Parliamentary Forum lobbies to become a proper regional governing body
By Danai Majaha in Windhoek.
There seems to be light at the end of the tunnel for a Southern African Development Community (SADC) regional parliament as the new SADC chairperson, Namibian President, Hage Geingob and his predecessor, President Cyril Ramaphosa of South Africa are backing the transformation of the current SADC Parliamentary Forum.
The transformation of the Parliamentary Forum (SADC PF) into a SADC Regional Parliament has been on the table since 2004, with all previous attempts shot down by regional leaders.
The SADC PF is an autonomous institution of SADC established in 1997 as a regional inter-parliamentary body made up of 14 national parliaments, representing over 3,500 parliamentarians in southern Africa.
The member parliaments are Angola, Botswana, Democratic Republic of Congo, Eswatini, Lesotho, Malawi, Mauritius, Mozambique, Namibia, Seychelles, South Africa, Tanzania, Zambia and Zimbabwe.
The forum has, however, not been able to fully contribute to policy-making that is important for regional integration because its formal role in SADC matters has not been realized.
This has seen the SADC PF embarking on a process over the years to develop a working relationship with the SADC Secretariat to create space for parliamentarians to participate more formally in regional integration processes.
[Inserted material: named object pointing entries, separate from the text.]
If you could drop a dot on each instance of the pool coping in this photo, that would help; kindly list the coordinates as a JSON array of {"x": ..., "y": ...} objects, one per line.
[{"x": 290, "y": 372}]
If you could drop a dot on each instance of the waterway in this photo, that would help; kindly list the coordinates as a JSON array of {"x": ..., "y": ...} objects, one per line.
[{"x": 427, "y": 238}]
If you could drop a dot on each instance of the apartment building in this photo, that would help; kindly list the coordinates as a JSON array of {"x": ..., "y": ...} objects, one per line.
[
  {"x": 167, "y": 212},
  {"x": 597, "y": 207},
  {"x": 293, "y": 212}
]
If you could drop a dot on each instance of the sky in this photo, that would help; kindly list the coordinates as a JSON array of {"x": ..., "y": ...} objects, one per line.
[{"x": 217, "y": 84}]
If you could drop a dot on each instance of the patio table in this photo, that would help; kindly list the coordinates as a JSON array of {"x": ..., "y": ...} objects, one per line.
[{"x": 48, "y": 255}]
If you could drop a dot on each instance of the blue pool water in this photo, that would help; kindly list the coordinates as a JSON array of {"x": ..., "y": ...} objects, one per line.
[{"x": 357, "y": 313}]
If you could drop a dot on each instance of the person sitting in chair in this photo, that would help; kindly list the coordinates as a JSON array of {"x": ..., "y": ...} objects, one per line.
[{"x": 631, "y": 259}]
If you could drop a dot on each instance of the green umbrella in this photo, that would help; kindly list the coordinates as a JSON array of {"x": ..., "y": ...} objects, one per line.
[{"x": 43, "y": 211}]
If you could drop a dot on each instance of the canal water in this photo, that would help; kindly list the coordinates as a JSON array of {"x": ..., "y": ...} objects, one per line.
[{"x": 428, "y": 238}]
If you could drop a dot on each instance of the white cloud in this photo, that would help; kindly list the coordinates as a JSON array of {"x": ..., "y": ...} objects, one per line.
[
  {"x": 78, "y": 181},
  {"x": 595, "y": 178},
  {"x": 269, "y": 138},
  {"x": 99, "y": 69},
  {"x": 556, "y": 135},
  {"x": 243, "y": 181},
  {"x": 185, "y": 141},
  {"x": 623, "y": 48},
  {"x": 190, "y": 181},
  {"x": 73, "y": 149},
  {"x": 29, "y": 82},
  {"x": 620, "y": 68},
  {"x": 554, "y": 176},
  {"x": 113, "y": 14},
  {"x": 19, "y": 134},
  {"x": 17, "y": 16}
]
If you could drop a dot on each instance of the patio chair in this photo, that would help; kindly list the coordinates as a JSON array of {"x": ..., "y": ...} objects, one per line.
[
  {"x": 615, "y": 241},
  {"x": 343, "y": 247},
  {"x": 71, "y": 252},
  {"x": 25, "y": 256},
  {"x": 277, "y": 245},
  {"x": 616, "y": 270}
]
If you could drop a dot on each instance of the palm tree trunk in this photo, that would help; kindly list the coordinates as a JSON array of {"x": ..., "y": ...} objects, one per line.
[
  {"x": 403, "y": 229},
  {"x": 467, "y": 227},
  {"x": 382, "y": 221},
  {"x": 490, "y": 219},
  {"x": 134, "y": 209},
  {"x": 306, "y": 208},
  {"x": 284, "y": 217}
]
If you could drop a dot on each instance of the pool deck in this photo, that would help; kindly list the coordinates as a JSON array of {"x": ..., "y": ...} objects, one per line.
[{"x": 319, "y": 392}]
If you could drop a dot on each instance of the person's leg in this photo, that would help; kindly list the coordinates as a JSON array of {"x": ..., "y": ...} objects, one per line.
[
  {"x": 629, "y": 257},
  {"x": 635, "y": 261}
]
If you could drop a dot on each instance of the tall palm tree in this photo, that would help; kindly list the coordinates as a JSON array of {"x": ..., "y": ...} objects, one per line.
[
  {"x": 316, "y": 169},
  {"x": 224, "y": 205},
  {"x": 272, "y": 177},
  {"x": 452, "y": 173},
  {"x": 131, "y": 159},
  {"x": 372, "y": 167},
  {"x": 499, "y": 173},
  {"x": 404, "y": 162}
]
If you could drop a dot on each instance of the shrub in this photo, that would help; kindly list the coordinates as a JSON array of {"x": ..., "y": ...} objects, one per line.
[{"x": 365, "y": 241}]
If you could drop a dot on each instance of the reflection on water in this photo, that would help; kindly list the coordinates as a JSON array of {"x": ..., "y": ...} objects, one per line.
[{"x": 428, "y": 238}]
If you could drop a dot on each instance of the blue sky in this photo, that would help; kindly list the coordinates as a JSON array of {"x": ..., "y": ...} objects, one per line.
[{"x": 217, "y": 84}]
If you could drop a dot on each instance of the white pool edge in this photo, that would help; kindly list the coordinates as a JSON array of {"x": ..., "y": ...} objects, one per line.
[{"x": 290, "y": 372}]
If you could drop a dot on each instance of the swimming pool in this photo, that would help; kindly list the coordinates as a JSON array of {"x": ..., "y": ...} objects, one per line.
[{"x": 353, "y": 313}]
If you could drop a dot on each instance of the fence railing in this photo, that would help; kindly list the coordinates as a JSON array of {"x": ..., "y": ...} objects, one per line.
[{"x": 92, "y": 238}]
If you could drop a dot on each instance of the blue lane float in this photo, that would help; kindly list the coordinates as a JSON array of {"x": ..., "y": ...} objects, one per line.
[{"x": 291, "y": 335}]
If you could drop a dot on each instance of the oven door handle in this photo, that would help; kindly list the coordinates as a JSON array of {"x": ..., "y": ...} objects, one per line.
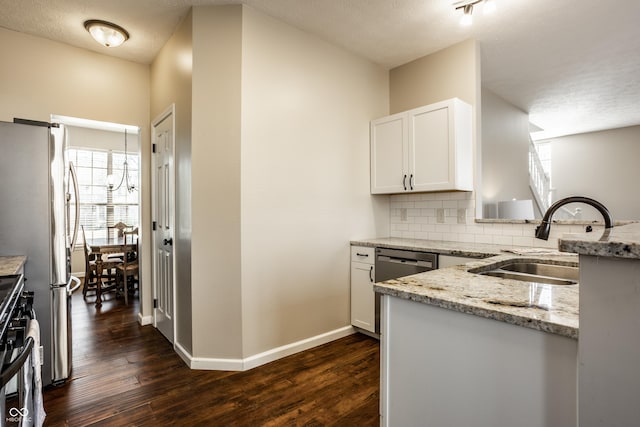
[{"x": 15, "y": 366}]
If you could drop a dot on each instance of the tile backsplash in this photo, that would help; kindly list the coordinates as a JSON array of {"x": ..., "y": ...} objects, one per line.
[{"x": 451, "y": 217}]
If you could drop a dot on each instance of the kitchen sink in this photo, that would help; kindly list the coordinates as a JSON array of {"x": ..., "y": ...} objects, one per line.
[{"x": 535, "y": 272}]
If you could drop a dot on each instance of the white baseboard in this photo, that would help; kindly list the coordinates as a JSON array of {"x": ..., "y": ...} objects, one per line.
[
  {"x": 145, "y": 320},
  {"x": 183, "y": 353},
  {"x": 296, "y": 347},
  {"x": 214, "y": 364}
]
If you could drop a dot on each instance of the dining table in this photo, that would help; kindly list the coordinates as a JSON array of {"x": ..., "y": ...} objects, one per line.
[{"x": 102, "y": 248}]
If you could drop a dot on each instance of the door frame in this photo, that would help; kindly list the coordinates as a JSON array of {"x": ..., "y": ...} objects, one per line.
[{"x": 170, "y": 111}]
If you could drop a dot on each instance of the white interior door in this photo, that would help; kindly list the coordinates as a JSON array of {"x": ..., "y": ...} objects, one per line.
[{"x": 163, "y": 225}]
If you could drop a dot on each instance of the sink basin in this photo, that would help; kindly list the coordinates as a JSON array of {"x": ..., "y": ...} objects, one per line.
[{"x": 535, "y": 272}]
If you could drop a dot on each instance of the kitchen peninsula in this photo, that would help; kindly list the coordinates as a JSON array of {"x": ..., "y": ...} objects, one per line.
[{"x": 460, "y": 348}]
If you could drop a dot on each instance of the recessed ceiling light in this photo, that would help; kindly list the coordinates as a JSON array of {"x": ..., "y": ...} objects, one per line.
[{"x": 106, "y": 33}]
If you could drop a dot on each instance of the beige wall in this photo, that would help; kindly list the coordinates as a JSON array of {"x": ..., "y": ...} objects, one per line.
[
  {"x": 39, "y": 77},
  {"x": 602, "y": 165},
  {"x": 171, "y": 83},
  {"x": 453, "y": 72},
  {"x": 216, "y": 275},
  {"x": 449, "y": 73},
  {"x": 505, "y": 153},
  {"x": 306, "y": 107}
]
Speaking during the 38th SADC Summit in Windhoek, Geingob said the proposed transformation of the SADC PF into a regional parliament will further “entrench democracy in the region.” He pledged to intensify the drive to establish a regional parliament that will bridge the gap between citizens of southern Africa and regional integration processes.
“During its chairmanship, Namibia promises to intensify discussions on the establishment of a SADC Parliament. We believe that the SADC Parliament will not only help buttress the governance architecture of the region, but will also be a key driver of our integration and development efforts,” Geingob said.
The same sentiment was echoed by Ramaphosa who said “parliamentary democracy is at the centre of our collective mission to give expression to the will of the people. The establishment of a SADC Parliament is therefore a matter to which we need to give due consideration.”
In its proposal, the SADC PF has argued that SADC should have its own regional parliament to operate in accordance with the three branches of governance: the Executive, the Judiciary, and the Legislative. It has, therefore, been arguing that the latter is the missing governance branch in the region, not forgetting that a previous SADC Summit dismissed the judiciary on the insistence of Zimbabwe’s former president.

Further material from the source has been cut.